JOIN US AT THE TABLE!
How does one get a chair at this table, you ask? Easy! By simply going to our CONTACT PAGE and submitting a little note containing the number of seats you'd like. Diners will be added to the list of twelve as they appear in our inbox, so don't delay. We don't like being left out, and we'll bet you don't either. The menu is as follows, depending on availability and the whim-and-fancy of the cook, of course. You shall bring a bottle of your own favorite wine (have fun with the pairing and the sharing!), and we won't mind one bit if you also want to bring along your dancing shoes, your cigars, or slips of notebook paper and a bowler hat for a post-feast game of charades. Let's be honest, it'd be really fun.
THE COMMUNITY TABLE
Saturday, July 28, 6:30 pm
a rousing cocktail hour and very decent snackery
vichyssoise, basil oil, leek rings
fall-apart, herb-rubbed pork shoulder, preserved lemon chimichurri
soft polenta, silver queen corn, thyme breadcrumbs
heirloom tomato, fennel, avocado, citrus vinaigrette
summer's squashes and green beans, arugula-basil pesto
frozen nougatine, raspberry puree and whole berries, toasted sesame brittle
$75 per diner, suggested donation (cash only, if you'd be so kind)
THE COMMUNITY TABLE
Saturday, August 25, 6:30pm
Save the date. Menu will come, all in good time.
So keep in touch, keep your head cool, and keep on keepin' on. Add a sprinkling of sea salt to your next bowl of sweet, cold cantaloupe chunks and see if it doesn't change your world a little bit. Before we part, take a moment and enjoy the scene that gets painted in your head when you read this bit by EDNA LEWIS, a favorite food writer...
"Wheat harvesting came at the peak of summer, usually mid-July. Everyone was very tense the moment the men began cutting the wheat, as the hot weather carried the threat of thunderstorms and rain, which could descend at any moment and put a stop to the threshing....
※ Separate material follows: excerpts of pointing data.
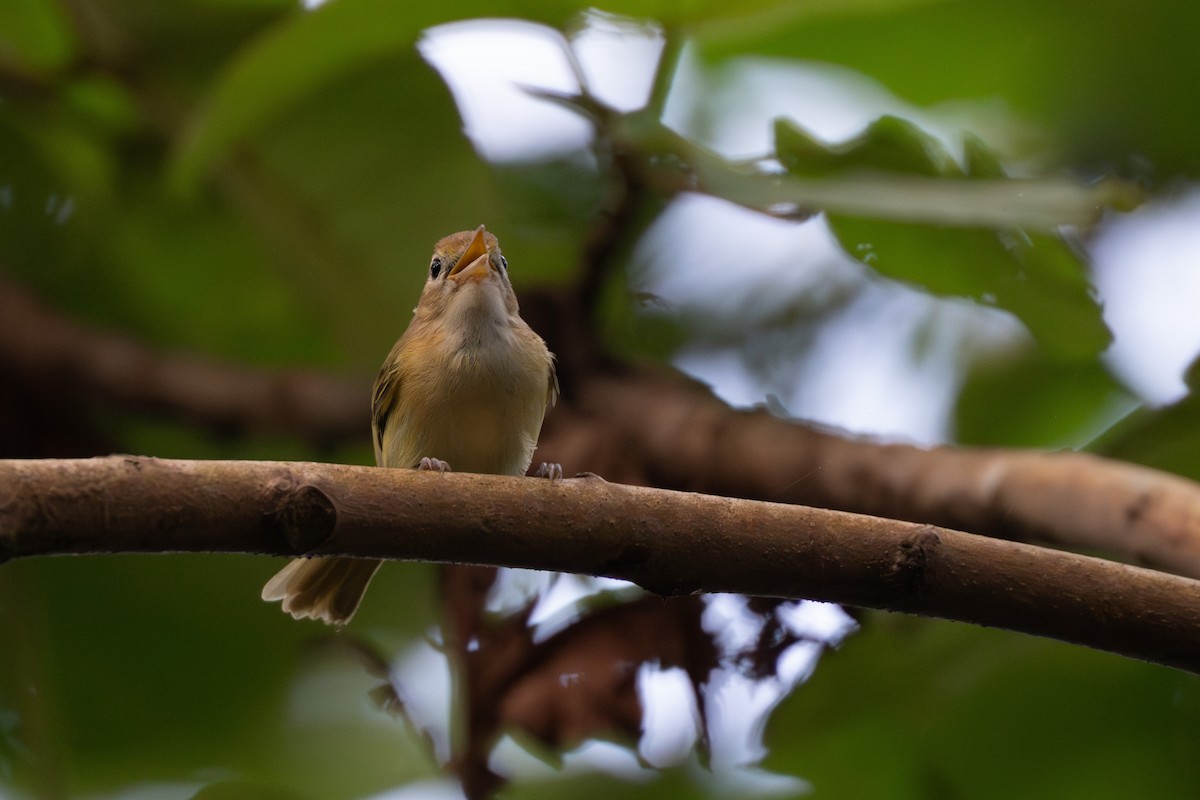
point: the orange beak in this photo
(474, 262)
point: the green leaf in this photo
(1037, 276)
(35, 36)
(1032, 401)
(916, 709)
(1165, 438)
(299, 56)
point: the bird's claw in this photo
(551, 470)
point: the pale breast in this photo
(478, 409)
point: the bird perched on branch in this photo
(467, 386)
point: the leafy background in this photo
(247, 180)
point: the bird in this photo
(465, 388)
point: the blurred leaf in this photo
(888, 144)
(301, 55)
(1165, 438)
(961, 711)
(35, 37)
(1033, 401)
(1037, 276)
(1104, 79)
(239, 791)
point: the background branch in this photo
(669, 542)
(652, 426)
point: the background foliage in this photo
(262, 184)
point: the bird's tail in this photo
(329, 589)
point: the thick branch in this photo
(665, 541)
(651, 426)
(45, 348)
(682, 437)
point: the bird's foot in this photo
(553, 471)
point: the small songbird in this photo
(466, 386)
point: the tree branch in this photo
(47, 349)
(665, 541)
(682, 437)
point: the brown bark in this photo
(653, 427)
(669, 542)
(684, 438)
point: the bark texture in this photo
(669, 542)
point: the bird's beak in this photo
(474, 263)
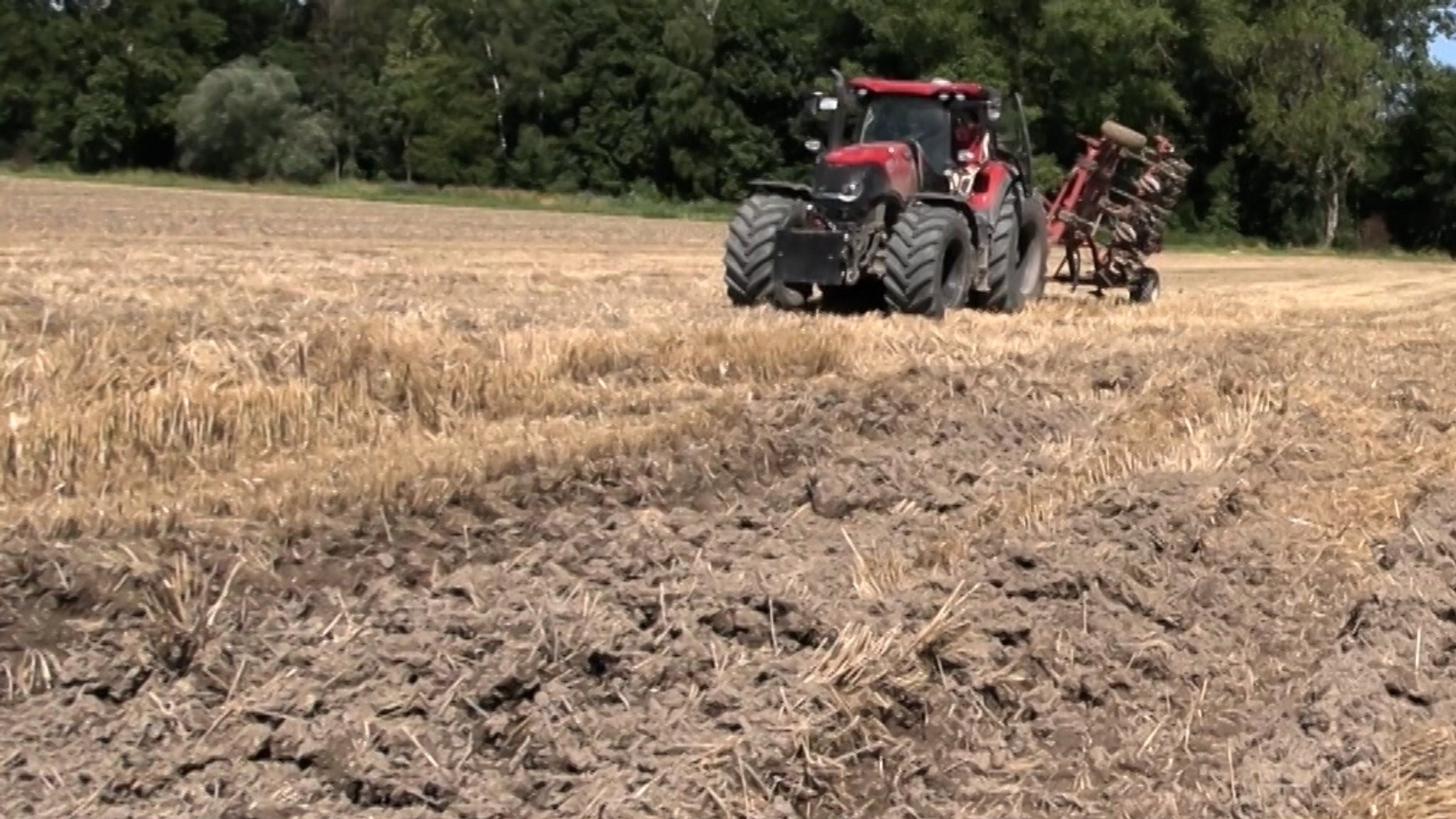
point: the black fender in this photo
(791, 190)
(979, 222)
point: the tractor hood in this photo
(868, 154)
(865, 173)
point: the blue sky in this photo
(1445, 51)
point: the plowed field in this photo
(337, 509)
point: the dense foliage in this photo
(1308, 120)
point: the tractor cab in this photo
(950, 127)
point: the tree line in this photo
(1308, 122)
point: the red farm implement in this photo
(1115, 222)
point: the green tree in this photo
(1311, 83)
(245, 122)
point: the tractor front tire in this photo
(749, 248)
(928, 261)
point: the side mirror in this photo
(820, 104)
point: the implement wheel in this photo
(1123, 136)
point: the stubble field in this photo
(340, 509)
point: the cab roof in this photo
(919, 88)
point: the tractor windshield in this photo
(919, 119)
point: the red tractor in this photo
(925, 210)
(922, 210)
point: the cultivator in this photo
(1117, 226)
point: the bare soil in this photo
(614, 548)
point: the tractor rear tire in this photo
(1018, 255)
(928, 261)
(749, 250)
(1123, 136)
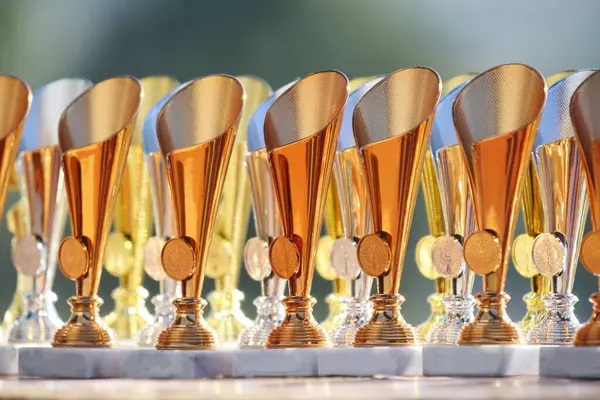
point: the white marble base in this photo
(365, 361)
(490, 361)
(570, 362)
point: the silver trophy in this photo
(42, 187)
(446, 253)
(555, 252)
(353, 197)
(270, 310)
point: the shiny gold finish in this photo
(496, 117)
(392, 124)
(196, 131)
(301, 132)
(94, 137)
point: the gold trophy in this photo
(229, 237)
(586, 123)
(196, 131)
(94, 136)
(301, 132)
(45, 212)
(496, 117)
(392, 124)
Early that morning Mother and some of the neighbors would have gone over to the farmhouse to help with the dinner and the kitchen would be turned upside down. Fortunately, this was the time when the garden was at its peak, yielding forth all of its fruits, so there would be many, many dishes to prepare. Then women would set up tables under the shade trees and when dinner was ready one of the cooks would go out and ring a giant dinner bell so that it could be herd all over the countryside.
And then men would gather hungrily around the tables that were laden with so many good things...
On other hot summer days between wheat harvesting and Revival, we would often enjoy an afternoon of feasting on homemade ice cream or a bowl of crushed peaches. It seemed that there was always something delicious to reward us at the end of any hectic work."
We wish you similar "delicious rewards" with those you love on these sweltering summer evenings.